Coursework has always been a wonderful opportunity, one currently wasted as every piece of assessed work becomes rigidly controlled so that it can be compared with other exams and neatly audited by educational accountants.

I first encountered coursework in the mid-1970s under the benevolent (we would perhaps nowadays say “lax”) eye of the old Oxford amp; Cambridge Schools examination board.

At O-level English, individual schools set their own coursework and examination papers, subject to scrutiny and advice from other members of a consortium. At A-level, one out of three papers was coursework, and schools again proposed areas of study and a list of tasks for the course, which were approved by a panel of senior examiners.

This empowering way of working, scrapped in the 1990s, allowed teachers to create a course that delivered breadth rather than depth, and where a strong foundation was laid that could be built upon for in-depth study and final external examination at the end of the second year of a course.

During that first year, students wrote about 18 coursework essays.
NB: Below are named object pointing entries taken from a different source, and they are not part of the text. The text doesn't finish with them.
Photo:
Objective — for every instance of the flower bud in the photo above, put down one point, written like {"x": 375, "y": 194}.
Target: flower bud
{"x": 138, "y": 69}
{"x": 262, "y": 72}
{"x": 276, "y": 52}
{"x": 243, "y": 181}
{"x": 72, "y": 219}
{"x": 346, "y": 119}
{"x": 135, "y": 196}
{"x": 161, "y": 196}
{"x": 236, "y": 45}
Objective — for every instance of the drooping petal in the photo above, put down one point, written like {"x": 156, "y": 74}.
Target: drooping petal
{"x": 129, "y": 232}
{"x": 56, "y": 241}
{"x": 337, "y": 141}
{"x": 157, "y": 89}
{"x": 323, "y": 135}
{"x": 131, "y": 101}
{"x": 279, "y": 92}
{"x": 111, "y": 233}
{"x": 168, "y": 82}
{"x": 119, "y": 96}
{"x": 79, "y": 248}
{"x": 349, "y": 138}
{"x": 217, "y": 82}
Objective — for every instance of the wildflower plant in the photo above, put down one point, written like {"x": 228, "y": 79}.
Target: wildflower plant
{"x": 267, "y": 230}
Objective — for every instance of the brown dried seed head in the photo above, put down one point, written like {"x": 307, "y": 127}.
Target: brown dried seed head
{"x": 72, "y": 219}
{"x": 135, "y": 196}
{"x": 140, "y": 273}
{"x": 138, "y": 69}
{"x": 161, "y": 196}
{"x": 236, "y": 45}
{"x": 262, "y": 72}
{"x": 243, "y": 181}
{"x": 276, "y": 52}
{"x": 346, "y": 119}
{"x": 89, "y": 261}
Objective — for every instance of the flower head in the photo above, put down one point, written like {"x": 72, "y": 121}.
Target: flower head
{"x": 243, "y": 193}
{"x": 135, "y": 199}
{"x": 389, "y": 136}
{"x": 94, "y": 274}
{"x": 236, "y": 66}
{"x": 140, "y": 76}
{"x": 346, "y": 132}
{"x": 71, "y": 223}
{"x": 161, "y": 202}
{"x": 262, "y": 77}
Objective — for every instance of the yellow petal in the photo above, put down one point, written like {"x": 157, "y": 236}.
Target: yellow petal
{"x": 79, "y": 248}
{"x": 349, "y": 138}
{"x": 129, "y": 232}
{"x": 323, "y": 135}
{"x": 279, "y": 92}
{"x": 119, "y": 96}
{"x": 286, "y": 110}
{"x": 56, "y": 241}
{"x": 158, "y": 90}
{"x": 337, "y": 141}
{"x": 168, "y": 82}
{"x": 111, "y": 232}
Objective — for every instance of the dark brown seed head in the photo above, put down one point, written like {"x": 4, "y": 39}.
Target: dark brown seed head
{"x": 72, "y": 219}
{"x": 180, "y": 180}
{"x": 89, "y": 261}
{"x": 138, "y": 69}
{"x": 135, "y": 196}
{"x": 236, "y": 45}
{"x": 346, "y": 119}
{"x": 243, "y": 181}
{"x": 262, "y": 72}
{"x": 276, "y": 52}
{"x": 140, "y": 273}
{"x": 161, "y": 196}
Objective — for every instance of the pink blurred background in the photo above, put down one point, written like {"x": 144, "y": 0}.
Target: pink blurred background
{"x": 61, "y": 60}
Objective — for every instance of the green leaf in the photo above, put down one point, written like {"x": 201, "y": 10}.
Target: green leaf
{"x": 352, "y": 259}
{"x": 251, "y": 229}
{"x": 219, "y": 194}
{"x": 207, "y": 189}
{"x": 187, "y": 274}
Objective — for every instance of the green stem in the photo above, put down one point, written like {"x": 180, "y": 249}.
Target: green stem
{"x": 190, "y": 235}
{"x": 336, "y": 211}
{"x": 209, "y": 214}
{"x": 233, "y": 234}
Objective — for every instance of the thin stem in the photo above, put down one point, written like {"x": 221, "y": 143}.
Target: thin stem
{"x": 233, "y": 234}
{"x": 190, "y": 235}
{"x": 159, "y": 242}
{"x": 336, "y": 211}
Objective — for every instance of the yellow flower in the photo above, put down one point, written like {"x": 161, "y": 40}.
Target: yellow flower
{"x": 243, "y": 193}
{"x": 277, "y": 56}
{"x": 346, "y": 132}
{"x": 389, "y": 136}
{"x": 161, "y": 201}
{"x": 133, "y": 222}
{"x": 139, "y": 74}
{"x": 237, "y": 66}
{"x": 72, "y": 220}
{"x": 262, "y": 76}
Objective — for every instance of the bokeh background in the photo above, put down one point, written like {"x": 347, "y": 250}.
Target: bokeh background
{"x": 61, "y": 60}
I never let them know how much actually “counted”, motivating them by saying: “Only about the best four or five count,” (almost true), “but the moderators have the right to call for the whole folder (fanciful)”.

Inappropriate tasks were sometimes set, but teachers and students learnt much through devising projects. This system also saw pupils get the grades they deserved - or at the very least, the grades were no less appropriate than now, with a system regulated to death and students re-taking modules as many times as they like (what a disastrous climb-down).

The old courses were vastly broader than the present ones which, in English literature, sometimes require knowledge of just one text.

Last autumn, when our A-level coursework was returned, I was dismayed by the moderator’s reference to our “rather ambitious attempt to cover two novels”. Oh dear.

A recent survey among the membership of the Association of Teachers and Lecturers, conducted by its deputy general secretary, Gwen Evans, revealed that members thought learners were being “cowed by coursework which led to production-line methods rather than independent learning”.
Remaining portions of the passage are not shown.